Я не знаю людей, более беззащитных и трогательных, чем мои дорогие коллеги по театру, да и все артисты вообще. Их великие претензии могут быть внезапно удовлетворены такой малостью, а радость вспыхивает от такого пустяка, что терпеливый читатель, воспитанный на производственных романах, запрещенной в прошлом антисоветчине и хлынувшей на новый рынок всемирной халтуре, может мне просто не поверить.

Однажды токийским утром к компоту из персиков и кофе с булочками прибавились яйца, сваренные вкрутую. Это было уже слишком...

Оказавшись за одним столиком с Валентиной Ковель, мы с Юрой Аксеновым дружно адресовали добавку в ее пользу. Наш маломасштабный застольный жест не был рассчитан ни на рекламу, ни на публичное поощрение. Но Валя Ковель, забыв о больной руке, пришла в неописуемый восторг и закричала Вадиму Медведеву, который находился, конечно же, в другом конце зала, так, чтобы ее услышал весь театр, весь "Сателлит-отель", а может быть, и вся островная империя:

- Вадик!.. Ты слышишь меня?..

- Что случилось, Валя? - встал с другой стороны зала ее встревоженный муж.

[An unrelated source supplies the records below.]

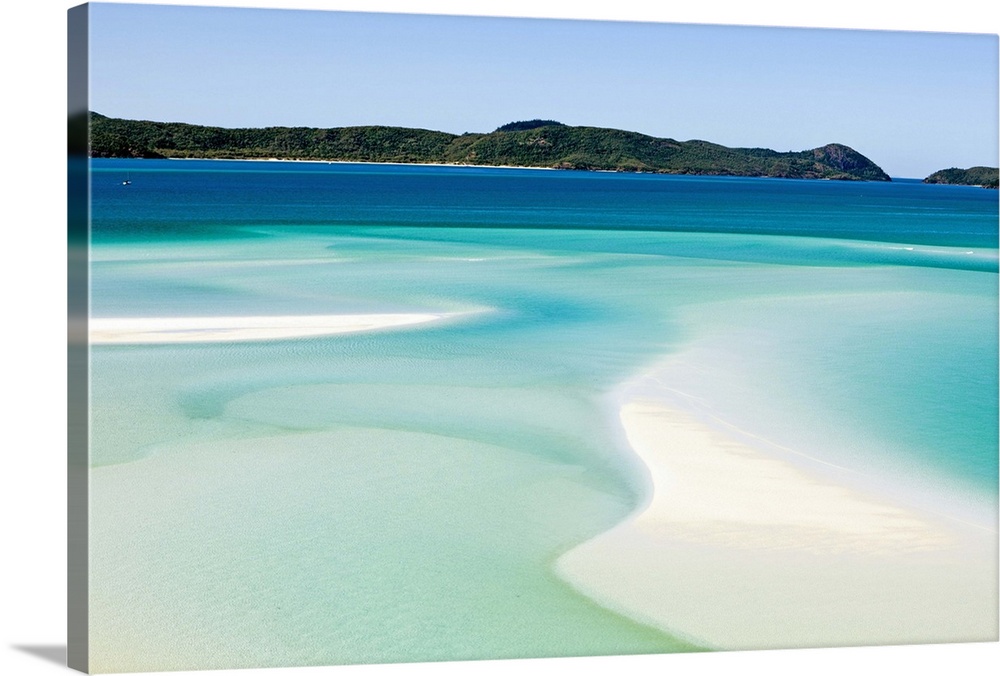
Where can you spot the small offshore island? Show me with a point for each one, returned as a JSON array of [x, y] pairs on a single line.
[[984, 177], [534, 143]]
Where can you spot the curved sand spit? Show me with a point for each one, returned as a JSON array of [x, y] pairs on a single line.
[[738, 549], [150, 330]]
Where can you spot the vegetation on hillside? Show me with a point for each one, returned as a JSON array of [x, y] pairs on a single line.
[[987, 177], [534, 143]]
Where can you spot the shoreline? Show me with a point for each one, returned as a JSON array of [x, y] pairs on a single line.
[[174, 330], [310, 161], [737, 549]]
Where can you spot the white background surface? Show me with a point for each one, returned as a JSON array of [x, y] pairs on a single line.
[[33, 246]]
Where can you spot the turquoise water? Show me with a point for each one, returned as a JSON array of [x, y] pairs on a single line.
[[401, 495]]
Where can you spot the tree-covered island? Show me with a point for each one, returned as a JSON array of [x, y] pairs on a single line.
[[533, 143], [986, 177]]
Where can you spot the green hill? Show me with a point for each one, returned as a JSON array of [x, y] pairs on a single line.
[[987, 177], [535, 143]]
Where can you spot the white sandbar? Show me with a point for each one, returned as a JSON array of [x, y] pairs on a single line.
[[738, 549], [147, 330]]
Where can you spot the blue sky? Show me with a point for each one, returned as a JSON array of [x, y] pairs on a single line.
[[912, 102]]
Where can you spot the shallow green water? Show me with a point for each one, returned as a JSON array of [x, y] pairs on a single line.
[[400, 495]]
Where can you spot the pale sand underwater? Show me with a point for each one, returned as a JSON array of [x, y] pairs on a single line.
[[738, 549], [146, 330]]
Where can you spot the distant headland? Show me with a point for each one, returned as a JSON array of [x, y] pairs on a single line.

- Я счастлива! - крикнула Ковель и победно оглядела замерший коллектив. Вместо проклятых банок, которых у нас уже мало, я буду есть яйца! Ты понял, Вадик, как мне посчастливилось?.. Володя и Юра подарили мне по яйцу!..

С окружающих столиков раздались аплодисменты, и нам с Юрой пришлось скромно раскланяться.

За годы брака у Вали Ковель с Вадимом Медведевым бывали разные периоды, но, на мой взгляд, они составляли счастливую пару. От трудных случаев их спасал юмор, а тяжелые ситуации возникали тогда, когда юмор им изменял.

Валя была бессменной участницей знаменитых "капустников" во Дворце искусств имени К.С. Станиславского, а в концертах они с Вадимом много лет играли инсценировку рассказа В. Катаева "Шубка". Ссора возлюбленных в рассказе возникала в момент, когда Валя начинала подвергать сомнению качество пошедшей на шубку "мездры"; это слово, переходя из уст в уста, повторялось на сто ладов, с беспримерным пафосом и азартом. "Убойный" номер шел "на ура"...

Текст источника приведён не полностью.